In The Beginning

In 1961, the doors swung open to what has become one of the most beloved and revered restaurants in New Orleans. As stated in French Quarter Royalty by John DeMers, “The Rib Room concept would provoke the loudest discussions in design by the owners, and in the end, secure the hotel’s reputation for culinary excellence. Over 10 years in the planning and countless hours in executing meticulous details, the end results have been beyond their dreams.” Inside the luxury hotel that is the Omni Royal Orleans today, the Rib Room has delighted locals and visitors alike for 60 remarkable years including: Luciano Pavarotti, Muhamad Ali, The Rolling Stones, Jane Fonda, Robert Redford, Charlton Heston, Louis Armstrong, Richard Nixon, Paul Newman and Harry Connick, Jr. The idea for the Superdome and the Louisiana Jazz Festival were developed in one of the restaurants’ private dining areas.

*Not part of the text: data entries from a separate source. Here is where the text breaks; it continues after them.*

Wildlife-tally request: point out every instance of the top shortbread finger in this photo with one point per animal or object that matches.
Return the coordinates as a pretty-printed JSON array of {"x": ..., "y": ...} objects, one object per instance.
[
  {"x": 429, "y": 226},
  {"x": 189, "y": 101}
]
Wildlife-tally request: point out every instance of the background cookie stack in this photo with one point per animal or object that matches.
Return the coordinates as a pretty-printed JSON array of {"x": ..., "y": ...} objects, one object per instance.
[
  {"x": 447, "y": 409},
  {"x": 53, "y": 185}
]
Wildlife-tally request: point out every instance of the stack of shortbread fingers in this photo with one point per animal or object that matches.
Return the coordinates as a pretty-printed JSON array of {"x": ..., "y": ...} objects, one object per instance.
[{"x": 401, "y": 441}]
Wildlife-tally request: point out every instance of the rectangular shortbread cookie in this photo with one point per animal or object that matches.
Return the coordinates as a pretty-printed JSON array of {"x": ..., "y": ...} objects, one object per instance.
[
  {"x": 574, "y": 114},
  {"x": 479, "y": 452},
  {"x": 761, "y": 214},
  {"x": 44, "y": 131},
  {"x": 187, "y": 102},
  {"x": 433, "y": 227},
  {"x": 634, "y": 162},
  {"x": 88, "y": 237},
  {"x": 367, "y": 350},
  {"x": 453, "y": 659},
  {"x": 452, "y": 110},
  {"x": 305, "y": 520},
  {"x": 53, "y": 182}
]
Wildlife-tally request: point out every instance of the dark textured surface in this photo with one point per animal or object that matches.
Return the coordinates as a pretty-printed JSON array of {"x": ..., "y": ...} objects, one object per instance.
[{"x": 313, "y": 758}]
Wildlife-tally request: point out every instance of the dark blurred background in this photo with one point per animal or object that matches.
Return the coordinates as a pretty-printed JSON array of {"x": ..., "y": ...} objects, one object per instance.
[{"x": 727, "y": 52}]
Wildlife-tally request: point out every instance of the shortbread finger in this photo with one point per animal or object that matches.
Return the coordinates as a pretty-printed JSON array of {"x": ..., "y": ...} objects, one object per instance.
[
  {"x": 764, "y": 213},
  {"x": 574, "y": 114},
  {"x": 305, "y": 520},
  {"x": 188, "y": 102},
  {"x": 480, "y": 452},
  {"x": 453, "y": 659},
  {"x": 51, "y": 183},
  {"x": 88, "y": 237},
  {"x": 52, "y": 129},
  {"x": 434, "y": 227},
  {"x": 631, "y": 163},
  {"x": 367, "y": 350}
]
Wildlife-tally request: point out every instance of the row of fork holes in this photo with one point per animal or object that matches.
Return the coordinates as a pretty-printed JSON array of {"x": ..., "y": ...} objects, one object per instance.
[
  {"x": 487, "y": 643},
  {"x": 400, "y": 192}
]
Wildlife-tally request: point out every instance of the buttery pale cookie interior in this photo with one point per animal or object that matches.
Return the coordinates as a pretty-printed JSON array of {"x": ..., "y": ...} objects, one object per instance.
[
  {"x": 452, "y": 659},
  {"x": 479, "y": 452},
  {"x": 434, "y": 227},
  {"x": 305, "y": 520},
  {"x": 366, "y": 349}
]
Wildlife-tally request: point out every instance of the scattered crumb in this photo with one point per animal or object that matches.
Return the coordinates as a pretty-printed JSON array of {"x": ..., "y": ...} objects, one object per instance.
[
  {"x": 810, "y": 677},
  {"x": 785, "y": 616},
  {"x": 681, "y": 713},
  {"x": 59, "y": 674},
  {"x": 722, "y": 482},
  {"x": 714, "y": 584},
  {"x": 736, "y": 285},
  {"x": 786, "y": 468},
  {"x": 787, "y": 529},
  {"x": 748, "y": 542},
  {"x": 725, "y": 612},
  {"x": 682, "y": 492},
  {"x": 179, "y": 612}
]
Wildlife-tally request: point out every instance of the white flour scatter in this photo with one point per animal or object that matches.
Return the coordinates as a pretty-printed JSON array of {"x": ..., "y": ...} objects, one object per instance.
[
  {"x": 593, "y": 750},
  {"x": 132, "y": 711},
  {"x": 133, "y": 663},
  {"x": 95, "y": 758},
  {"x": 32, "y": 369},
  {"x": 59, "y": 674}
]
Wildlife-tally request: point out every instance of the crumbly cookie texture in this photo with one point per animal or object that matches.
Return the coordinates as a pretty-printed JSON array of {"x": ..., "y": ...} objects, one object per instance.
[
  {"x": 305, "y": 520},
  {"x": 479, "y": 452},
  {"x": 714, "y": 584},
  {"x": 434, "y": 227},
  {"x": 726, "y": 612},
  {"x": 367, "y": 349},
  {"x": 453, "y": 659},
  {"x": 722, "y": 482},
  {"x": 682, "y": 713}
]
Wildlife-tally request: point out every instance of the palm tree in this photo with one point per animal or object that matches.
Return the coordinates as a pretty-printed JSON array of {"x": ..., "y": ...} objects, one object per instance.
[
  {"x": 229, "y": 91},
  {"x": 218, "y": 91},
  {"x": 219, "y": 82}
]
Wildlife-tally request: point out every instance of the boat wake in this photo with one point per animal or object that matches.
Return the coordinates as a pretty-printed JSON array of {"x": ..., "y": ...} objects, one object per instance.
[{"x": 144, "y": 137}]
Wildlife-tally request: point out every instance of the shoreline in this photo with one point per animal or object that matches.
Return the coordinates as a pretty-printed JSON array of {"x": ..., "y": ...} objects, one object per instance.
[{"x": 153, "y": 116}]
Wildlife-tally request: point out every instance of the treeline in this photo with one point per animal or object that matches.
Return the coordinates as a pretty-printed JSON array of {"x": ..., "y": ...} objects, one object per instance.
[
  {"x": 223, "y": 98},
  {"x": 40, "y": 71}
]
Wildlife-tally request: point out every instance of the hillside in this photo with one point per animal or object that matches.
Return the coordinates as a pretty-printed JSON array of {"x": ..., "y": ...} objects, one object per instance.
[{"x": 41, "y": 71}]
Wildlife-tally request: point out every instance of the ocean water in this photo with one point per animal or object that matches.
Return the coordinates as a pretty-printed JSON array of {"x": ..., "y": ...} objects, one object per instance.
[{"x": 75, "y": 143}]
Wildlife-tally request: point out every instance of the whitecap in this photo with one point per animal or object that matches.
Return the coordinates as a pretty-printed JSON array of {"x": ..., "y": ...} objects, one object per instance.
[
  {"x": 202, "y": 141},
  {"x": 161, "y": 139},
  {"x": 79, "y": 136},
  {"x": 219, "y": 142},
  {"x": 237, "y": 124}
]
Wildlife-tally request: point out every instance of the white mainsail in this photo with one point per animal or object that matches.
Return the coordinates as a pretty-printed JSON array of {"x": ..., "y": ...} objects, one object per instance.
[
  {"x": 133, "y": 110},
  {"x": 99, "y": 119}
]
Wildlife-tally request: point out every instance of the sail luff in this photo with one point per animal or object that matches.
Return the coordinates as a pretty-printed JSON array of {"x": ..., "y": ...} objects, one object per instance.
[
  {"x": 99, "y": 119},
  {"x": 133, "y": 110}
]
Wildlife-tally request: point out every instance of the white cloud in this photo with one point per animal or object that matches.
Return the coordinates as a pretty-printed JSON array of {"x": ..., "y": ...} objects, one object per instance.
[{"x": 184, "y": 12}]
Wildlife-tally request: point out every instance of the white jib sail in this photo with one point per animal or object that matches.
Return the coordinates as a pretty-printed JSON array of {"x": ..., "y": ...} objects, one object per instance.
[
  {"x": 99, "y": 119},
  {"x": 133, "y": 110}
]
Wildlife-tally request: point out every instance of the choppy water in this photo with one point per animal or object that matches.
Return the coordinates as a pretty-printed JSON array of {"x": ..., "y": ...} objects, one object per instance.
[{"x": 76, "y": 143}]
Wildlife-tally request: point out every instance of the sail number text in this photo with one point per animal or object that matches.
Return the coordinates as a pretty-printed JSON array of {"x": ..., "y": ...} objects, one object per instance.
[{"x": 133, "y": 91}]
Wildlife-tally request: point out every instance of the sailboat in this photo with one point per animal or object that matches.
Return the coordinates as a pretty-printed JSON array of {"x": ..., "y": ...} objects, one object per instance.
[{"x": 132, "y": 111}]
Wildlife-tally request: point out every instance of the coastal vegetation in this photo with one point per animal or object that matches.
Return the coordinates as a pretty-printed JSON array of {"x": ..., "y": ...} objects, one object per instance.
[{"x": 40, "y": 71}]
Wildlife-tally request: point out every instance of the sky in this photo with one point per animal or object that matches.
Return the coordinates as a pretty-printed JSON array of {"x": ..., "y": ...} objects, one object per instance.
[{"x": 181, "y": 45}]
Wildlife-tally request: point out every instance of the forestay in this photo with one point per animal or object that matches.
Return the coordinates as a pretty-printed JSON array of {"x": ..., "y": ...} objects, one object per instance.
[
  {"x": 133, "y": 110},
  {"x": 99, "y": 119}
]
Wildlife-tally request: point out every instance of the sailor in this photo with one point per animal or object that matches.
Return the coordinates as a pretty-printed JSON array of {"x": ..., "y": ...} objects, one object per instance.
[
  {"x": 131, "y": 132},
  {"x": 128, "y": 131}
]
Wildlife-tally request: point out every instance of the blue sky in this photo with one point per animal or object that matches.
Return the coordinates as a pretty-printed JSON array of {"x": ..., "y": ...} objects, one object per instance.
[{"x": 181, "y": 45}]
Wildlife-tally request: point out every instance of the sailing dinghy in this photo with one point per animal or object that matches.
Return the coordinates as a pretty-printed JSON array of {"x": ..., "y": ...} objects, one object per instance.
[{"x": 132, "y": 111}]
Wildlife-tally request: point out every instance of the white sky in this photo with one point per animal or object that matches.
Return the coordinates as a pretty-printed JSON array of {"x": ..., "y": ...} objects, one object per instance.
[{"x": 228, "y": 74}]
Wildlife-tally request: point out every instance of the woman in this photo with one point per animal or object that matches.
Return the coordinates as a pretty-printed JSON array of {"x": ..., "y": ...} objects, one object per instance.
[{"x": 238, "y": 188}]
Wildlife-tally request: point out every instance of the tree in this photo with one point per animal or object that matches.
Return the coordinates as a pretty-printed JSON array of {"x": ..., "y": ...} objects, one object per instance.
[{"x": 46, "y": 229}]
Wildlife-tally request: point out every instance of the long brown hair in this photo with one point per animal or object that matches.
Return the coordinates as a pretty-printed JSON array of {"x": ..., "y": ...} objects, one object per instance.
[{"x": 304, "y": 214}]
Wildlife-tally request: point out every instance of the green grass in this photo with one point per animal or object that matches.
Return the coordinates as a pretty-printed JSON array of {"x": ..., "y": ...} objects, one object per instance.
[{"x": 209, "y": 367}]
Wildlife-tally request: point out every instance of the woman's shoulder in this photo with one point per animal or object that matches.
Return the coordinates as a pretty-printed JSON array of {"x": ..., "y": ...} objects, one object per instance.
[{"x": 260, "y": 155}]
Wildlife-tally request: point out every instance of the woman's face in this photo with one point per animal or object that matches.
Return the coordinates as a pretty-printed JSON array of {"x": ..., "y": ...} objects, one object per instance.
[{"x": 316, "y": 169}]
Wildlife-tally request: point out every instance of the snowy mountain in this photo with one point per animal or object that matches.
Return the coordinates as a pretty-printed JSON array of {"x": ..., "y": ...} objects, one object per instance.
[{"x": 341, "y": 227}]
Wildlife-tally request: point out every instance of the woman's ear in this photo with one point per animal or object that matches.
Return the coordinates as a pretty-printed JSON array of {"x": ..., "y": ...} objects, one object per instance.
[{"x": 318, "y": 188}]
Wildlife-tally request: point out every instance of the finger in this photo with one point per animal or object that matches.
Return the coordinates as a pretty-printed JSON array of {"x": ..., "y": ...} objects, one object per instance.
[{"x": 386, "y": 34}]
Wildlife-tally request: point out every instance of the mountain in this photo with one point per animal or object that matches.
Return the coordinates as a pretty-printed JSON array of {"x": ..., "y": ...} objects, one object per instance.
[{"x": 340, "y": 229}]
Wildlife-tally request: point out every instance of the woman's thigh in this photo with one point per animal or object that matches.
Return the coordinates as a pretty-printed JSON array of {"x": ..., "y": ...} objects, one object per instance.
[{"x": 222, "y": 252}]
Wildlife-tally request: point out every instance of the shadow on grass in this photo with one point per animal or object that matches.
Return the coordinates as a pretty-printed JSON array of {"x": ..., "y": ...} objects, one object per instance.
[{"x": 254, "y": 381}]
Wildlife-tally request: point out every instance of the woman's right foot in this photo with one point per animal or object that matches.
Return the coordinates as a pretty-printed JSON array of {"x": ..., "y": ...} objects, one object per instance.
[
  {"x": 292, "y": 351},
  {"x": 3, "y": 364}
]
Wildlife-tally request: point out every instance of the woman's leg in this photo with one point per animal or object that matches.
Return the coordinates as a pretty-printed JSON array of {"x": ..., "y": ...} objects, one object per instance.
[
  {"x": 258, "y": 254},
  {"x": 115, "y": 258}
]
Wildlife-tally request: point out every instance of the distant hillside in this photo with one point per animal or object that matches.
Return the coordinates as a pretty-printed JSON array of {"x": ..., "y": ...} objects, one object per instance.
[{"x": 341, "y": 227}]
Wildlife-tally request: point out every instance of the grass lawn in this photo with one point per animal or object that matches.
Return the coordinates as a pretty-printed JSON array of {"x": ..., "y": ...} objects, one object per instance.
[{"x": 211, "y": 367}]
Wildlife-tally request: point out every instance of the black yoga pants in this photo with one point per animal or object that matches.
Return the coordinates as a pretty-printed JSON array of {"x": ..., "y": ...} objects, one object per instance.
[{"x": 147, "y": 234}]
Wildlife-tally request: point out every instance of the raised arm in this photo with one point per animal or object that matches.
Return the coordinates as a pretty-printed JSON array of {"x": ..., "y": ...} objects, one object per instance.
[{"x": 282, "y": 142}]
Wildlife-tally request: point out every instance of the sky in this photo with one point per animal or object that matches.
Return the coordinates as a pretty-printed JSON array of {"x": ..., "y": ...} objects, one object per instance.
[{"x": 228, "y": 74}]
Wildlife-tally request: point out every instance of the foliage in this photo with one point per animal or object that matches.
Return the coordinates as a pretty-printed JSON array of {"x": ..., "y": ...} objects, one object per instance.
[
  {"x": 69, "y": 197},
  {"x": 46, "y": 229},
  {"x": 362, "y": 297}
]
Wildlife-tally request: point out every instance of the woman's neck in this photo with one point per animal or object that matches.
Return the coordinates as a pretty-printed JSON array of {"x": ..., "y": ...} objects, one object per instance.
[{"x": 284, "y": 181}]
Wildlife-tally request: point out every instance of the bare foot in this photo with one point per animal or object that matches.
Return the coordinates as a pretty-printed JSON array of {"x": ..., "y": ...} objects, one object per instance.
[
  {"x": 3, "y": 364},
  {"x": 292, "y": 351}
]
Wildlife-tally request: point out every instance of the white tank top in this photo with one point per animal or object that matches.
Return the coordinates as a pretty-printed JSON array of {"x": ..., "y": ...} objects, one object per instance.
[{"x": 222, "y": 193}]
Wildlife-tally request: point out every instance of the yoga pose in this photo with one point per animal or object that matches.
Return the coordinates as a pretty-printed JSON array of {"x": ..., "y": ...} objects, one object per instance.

DeMers also noted in his book, “In a city with so many first class Creole landmark restaurants celebrating the rich New Orleans heritage only steps away, the Rib Room was bold in featuring prime beef as its mainstay. The rotisserie would become a focal point for preparation and in securing the room’s reputation for the next 60 years.” To this we say, Touché!


Exceptionally talented chefs have called the Rib Room home over the past 60 years, each imparting his or her distinctive imprint.  The Rib Room’s benchmark rotisserie remains a focal point with contemporary selections that go well beyond the classics.